The Law doesn’t apply to Jesus, because Jesus keeps the Law. Sin and death do not overcome Him, but He overcomes sin and death. And the healing that this woman and this girl experience are previews of the cross and of the empty tomb, of the end of the world, the resurrection of the dead, and the creation of a new heaven and a new earth, just as they were before the fall in the Garden. Jesus has come to turn back the clock to a time before we started dying. And our faith makes us well.
And here we see the same faith happening in different ways. The woman believes in Jesus, comes to Him, and Jesus makes her well through her faith. But what about the little girl? She cannot believe for herself, as she is dead. It is her father who brings Jesus to her. Her father’s faith brings about a saving encounter with Jesus that results in her resurrection.

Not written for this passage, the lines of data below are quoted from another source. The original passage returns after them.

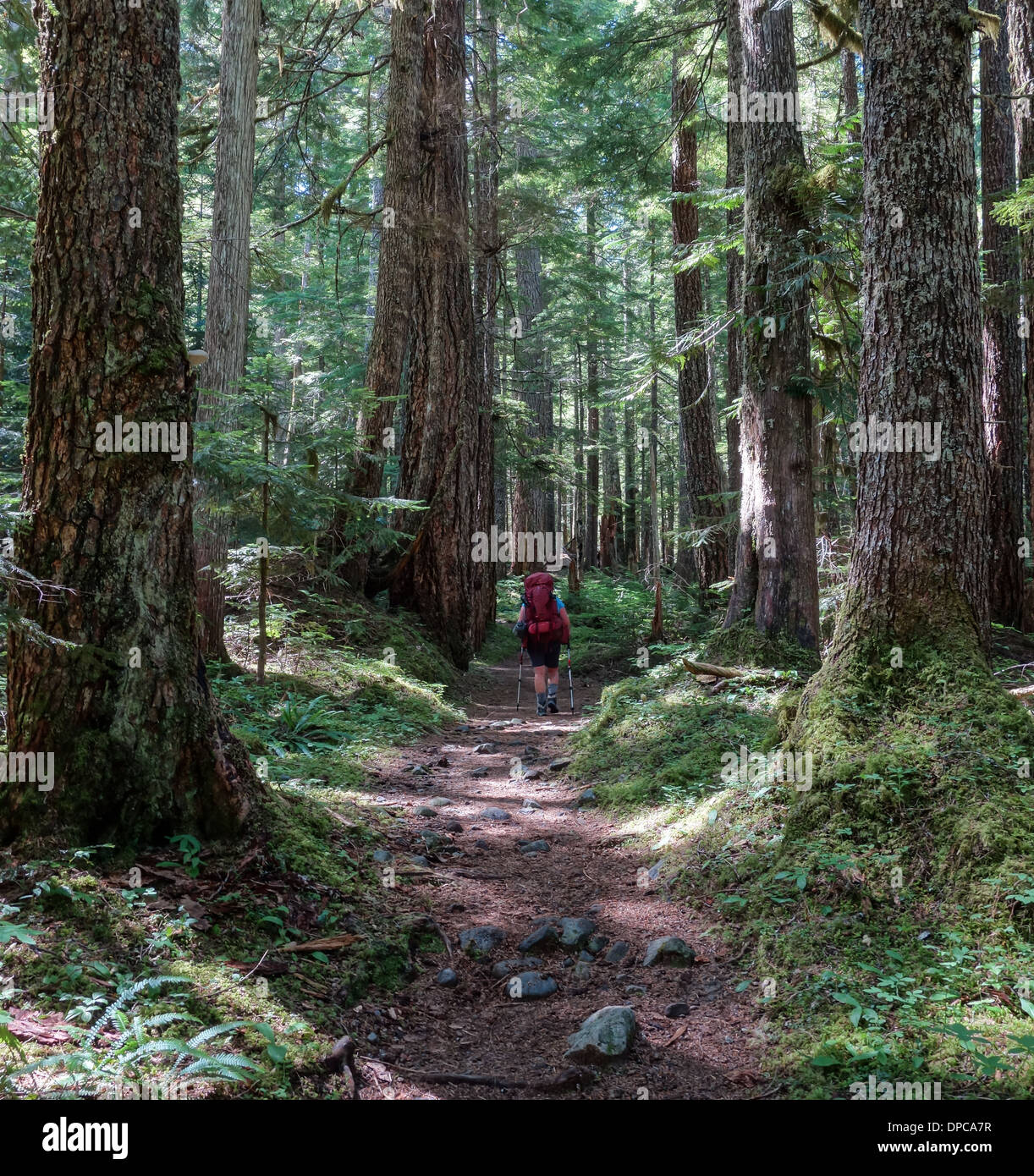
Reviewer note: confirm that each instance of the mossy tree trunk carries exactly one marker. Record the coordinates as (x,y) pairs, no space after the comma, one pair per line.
(777,576)
(1003,346)
(105,669)
(704,474)
(389,338)
(446,460)
(226,321)
(919,569)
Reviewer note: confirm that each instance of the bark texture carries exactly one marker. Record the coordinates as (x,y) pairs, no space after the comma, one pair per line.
(446,459)
(1003,346)
(105,669)
(777,576)
(226,321)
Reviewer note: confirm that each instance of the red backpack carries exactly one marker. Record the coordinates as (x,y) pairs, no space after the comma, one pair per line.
(546,621)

Some people come to faith as adults. They may have been in a state of uncleanness and dying spiritually for years. We don’t know how faith works, it is a mystery. But people do indeed hear about Jesus, believe that He can and will save them, and they put their trust in Him. And Jesus brings them from dying to living. Others come to faith as children. They are often tiny infants, unable to ask for salvation themselves. But their parents come to Jesus in faith, and they ask Him to lay His hand on their children, who need of a second birth, so that they might live. Whenever Jesus comes and heals, that is, saves, there is faith. And while we are so overwhelmed by the mighty power and compassion of Jesus in this passage, we should not overlook the fact that Jesus hears the prayers of those who come to Him and who ask in faith – knowing that He has the power and the compassion to replace sickness with health, uncleanness with purity, and even death with life.

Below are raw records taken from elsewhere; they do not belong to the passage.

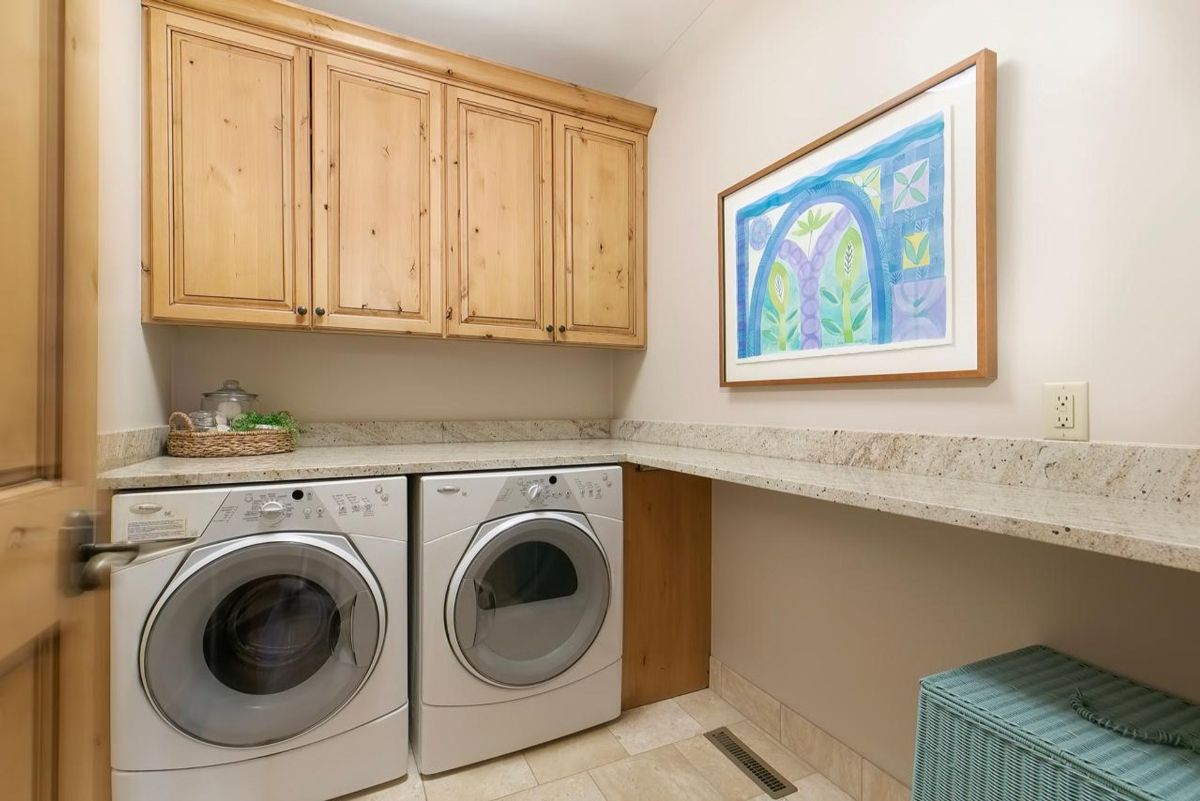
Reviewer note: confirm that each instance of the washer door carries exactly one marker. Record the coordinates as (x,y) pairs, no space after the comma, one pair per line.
(528,598)
(263,638)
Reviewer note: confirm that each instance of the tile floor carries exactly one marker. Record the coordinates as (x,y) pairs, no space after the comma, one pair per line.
(652,753)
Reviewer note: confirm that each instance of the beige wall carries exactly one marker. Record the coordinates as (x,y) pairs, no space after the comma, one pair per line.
(351,377)
(838,612)
(1097,172)
(133,361)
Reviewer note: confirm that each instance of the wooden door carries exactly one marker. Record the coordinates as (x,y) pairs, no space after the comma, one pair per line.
(53,657)
(599,234)
(228,160)
(377,193)
(669,577)
(499,273)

And Jesus is not bothered by your prayers. Jesus is not made unclean in His contact with us. Jesus is not too busy for us. Jesus makes Himself available to us today, even though it is in a way that depends perhaps even more on faith. We cannot touch His garment, but we can eat His body and drink His blood. He doesn’t walk to our house and lay His hand on our children in the same way that He does at the home of Jairus, but He does lay the hand of a pastor upon our children with cleansing water, making them disciples “in the name of the Father and of the Son and of the Holy Spirit.” We cannot hear Jesus preaching with His own mouth, but we hear His Word as the Holy Spirit has caused it to be written for us, and we hear that Word proclaimed.
Faith is still what connects us to Jesus to make us well. We believe in Him even when doctors cannot help us. Even when our children have died. We believe and we pray. And Jesus has the power to turn back the clock to paradise. For when He returns, He will raise all who have been saved by grace, through faith, from the sleep of death. And on that day, nobody will laugh at Jesus. But we will laugh with Him in joy. In the meantime, let us pray, let us have faith, let us go to where He is found.
Amen.
In the name of the Father and of the + Son and of the Holy Spirit. Amen.